La gestion des données des usagers est composée de différentes facettes en fonction de l’objectif. Les trois principales sont : la gestion aux fins de la protection et de la sauvegarde de la confidentialité des renseignements personnels, la gestion aux fins d’analyses statistiques d’utilisation des services offerts par l’institution, et la gestion en vue d’une exploitation pour le développement et l’amélioration consécutive de nouveaux services personnalisés. Ces différents modes de gestion peuvent bien sûr être combinés. Ainsi, certaines données peu utiles pour une analyse statistique des usages, par exemple l’adresse, le numéro de téléphone ou l’adresse électronique d’un lecteur, peuvent être traitées aux fins uniques de leur protection. D’autres, telles les données relatives aux prêts, au nombre de téléchargements effectués, etc., peuvent être utilisées en tant que données statistiques pour, par exemple, continuellement réadapter la politique d’acquisition de l’institution aux besoins réels et constatés des utilisateurs. Enfin, d’autres données peuvent être exploitées dans le but de développer de nouveaux services personnalisés. De l’information détaillée sur les centres d’intérêt des utilisateurs permet, par exemple, de mettre en place un service de recommandations personnalisées, comme le montre l’expérience de la Lawrence (Kans.) Public Library[35]. Un service similaire serait, grâce à une liste précise des titres empruntés par un usager, de proposer un service semblable à celui d’Amazon — « Si vous aimez ça, vous pourriez également apprécier… » —, suggestions qui peuvent être imprimées sur les bordereaux de prêt ou envoyées par courriel lors de l’envoi d’un rappel d’échéance.

Au sein d’un même système, les données sont donc susceptibles d’être traitées différemment selon leur sensibilité et les besoins analytiques de la bibliothèque. Néanmoins, quels que soient les types de gestion envisagés, plusieurs étapes préliminaires doivent être respectées, dont :

  • Inventaire des données collectées par l’institution :

    Précisément connaître quelles sont les données déjà collectées par l’institution, leur mode de stockage, leur accessibilité (qui a le droit d’accès, sous quelles conditions) et leur exploitabilité, est la première étape de toute mise en place d’une gestion globale des données des usagers.

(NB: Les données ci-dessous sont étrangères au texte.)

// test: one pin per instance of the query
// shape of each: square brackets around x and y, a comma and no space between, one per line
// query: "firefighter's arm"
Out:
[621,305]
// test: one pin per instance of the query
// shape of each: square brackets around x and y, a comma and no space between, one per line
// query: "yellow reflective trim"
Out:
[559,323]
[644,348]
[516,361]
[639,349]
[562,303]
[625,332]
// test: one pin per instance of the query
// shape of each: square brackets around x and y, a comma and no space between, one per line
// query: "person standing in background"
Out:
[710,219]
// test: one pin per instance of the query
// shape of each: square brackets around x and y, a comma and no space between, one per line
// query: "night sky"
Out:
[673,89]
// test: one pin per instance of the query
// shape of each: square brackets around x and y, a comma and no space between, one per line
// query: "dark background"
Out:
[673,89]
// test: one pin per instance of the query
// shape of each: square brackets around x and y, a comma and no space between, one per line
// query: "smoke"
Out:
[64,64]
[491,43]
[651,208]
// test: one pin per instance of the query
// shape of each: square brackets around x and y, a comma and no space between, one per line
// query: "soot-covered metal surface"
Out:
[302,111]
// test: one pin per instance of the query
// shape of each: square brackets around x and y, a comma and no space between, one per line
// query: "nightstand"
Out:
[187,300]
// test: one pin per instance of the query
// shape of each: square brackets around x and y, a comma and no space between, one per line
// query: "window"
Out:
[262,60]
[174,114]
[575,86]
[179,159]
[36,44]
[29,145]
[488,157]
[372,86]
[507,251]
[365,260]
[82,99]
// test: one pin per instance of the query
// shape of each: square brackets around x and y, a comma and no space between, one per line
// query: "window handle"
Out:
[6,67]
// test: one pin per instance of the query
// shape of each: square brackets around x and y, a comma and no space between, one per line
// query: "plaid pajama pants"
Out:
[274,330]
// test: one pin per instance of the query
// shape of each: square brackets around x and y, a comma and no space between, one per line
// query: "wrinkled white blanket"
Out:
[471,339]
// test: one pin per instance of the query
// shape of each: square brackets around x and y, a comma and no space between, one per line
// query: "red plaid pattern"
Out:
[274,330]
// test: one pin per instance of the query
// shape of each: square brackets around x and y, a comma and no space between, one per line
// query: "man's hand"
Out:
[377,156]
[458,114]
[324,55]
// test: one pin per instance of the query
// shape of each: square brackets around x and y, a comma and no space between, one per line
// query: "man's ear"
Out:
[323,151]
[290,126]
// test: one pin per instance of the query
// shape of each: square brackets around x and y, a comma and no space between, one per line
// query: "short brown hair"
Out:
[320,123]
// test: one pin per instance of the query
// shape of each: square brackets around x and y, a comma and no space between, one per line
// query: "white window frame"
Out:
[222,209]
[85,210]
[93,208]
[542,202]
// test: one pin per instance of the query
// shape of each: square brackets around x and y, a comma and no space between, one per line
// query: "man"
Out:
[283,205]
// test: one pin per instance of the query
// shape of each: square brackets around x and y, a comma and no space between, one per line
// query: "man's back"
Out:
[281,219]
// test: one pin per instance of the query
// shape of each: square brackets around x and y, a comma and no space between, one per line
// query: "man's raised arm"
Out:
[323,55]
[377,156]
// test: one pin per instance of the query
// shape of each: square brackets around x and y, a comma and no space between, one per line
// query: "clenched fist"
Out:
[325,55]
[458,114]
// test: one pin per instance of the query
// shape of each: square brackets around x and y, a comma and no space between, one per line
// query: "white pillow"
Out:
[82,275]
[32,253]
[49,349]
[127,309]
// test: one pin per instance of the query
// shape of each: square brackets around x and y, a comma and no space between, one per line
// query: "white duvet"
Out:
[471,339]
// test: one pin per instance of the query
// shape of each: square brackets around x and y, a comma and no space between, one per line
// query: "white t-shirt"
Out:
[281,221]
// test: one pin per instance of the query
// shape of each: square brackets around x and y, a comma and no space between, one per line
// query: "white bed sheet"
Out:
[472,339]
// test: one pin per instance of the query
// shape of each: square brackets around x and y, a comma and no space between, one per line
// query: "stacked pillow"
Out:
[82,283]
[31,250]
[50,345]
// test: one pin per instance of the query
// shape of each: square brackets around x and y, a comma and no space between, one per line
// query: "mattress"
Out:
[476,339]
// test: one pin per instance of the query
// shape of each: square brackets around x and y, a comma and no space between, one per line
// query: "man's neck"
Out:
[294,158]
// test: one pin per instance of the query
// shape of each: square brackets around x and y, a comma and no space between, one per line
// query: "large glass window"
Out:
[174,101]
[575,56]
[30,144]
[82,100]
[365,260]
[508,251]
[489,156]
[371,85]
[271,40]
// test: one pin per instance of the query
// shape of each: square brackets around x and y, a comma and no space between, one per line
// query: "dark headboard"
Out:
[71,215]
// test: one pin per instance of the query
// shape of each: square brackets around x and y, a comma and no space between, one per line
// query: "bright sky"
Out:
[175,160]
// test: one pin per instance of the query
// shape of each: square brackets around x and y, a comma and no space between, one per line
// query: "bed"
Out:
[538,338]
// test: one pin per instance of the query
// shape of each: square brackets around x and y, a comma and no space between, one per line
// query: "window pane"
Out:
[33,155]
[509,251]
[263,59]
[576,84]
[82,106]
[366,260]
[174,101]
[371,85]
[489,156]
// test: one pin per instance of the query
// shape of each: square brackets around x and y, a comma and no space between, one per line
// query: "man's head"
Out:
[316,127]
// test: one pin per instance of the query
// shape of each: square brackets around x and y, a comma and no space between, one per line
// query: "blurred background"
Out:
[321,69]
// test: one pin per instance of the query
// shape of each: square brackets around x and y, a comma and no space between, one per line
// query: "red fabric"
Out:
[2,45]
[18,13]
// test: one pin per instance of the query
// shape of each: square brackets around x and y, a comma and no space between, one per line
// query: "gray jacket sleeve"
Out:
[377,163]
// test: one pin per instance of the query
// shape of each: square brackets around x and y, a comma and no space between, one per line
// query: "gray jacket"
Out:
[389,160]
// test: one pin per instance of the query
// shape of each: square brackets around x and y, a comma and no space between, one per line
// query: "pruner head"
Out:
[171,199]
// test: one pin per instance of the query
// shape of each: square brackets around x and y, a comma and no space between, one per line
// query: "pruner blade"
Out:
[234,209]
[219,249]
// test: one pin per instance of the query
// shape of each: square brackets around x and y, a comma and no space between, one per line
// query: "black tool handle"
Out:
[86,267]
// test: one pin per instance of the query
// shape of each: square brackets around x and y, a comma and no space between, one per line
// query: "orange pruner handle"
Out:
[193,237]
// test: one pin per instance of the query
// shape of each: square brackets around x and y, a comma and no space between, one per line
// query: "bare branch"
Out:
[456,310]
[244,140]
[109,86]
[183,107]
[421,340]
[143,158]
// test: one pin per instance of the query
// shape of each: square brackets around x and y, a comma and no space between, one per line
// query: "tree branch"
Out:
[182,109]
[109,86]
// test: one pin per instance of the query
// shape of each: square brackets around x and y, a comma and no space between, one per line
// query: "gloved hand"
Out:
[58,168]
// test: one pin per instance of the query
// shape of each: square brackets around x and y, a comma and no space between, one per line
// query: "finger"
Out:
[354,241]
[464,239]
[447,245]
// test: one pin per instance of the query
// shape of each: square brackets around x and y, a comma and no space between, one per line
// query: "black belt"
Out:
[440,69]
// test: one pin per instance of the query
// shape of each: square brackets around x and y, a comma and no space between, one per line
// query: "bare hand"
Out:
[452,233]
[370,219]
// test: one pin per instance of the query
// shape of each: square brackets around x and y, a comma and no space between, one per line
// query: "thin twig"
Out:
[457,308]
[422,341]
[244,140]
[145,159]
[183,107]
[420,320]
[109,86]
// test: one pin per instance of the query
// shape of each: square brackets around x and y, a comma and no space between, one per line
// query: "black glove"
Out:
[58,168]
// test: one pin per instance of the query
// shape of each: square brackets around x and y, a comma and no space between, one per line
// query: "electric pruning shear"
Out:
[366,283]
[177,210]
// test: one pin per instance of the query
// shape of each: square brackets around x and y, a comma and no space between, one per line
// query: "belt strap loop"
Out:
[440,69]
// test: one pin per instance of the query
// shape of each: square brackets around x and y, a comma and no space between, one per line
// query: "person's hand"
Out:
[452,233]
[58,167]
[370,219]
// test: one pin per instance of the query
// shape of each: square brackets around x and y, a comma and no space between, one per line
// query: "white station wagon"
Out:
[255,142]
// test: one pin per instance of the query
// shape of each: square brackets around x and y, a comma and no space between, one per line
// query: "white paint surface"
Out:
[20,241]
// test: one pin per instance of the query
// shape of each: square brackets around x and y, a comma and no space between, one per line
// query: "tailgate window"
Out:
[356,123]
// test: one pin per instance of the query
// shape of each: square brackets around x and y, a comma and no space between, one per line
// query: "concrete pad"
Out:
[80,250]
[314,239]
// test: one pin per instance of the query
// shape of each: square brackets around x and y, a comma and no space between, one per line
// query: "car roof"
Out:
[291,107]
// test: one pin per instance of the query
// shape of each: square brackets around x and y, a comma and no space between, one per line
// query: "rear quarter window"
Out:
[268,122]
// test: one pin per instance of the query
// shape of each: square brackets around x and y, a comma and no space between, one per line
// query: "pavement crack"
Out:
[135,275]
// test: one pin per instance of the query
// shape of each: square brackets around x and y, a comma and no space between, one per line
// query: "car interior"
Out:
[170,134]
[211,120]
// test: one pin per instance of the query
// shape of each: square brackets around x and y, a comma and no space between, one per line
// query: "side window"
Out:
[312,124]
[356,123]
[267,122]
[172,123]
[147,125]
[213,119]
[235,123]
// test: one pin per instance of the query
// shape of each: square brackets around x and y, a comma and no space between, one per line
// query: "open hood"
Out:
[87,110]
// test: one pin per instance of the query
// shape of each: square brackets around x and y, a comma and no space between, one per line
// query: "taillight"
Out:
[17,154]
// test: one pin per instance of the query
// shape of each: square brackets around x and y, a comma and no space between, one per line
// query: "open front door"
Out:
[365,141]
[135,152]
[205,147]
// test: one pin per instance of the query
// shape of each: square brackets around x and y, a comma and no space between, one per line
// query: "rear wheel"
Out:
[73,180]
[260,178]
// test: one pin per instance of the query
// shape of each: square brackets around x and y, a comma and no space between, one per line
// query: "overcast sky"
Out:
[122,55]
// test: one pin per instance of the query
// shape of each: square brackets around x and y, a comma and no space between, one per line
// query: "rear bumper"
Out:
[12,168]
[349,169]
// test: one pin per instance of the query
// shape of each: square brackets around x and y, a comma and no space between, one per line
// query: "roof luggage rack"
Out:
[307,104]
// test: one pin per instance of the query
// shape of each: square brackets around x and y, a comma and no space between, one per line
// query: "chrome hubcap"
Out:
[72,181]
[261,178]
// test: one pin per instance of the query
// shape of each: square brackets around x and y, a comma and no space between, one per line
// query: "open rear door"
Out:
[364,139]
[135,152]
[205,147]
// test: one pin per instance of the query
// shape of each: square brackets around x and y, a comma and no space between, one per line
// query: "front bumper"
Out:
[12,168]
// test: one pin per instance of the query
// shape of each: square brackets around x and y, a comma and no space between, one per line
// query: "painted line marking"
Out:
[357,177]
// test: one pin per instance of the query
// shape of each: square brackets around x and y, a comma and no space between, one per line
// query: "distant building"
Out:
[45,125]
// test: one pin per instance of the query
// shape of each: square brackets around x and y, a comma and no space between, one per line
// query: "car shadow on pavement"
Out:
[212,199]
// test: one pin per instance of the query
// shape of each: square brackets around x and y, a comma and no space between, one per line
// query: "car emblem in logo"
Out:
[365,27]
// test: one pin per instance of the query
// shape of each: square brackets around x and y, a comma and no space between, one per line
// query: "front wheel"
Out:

  • Identification des données collectées par les fournisseurs tiers :

    « Libraries have to work quite hard to even know how much personally identifiable information is transmitted from the services they deliver to third parties. » (Breeding 2016b, 6) En effet, de nombreux services proposés aux usagers sont en réalité fournis par des tiers, sur lesquels les bibliothèques n’ont que peu de contrôle (Brantley 2015). Savoir quelles données sont collectées, par quel fournisseur, comment, pour quelle finalité et dans quelles conditions de stockage, fait donc partie intégrante de l’inventaire des données des usagers indirectement collectées par la bibliothèque (Pekala 2017). Certaines données pourront d’ailleurs éventuellement se révéler utiles pour des besoins analytiques ou de développement. Les données relatives aux emprunts, collectées par l’application MeeScan proposée par Bintec Library Services[36], en sont un exemple. Ce système permet aux usagers d’emprunter les ouvrages avec leur téléphone mobile, quel que soit le lieu où ils se trouvent dans la bibliothèque, et enregistre ainsi les données de prêt qui seront ensuite utile à l’institution pour l’analyse statistique d’utilisation du fonds.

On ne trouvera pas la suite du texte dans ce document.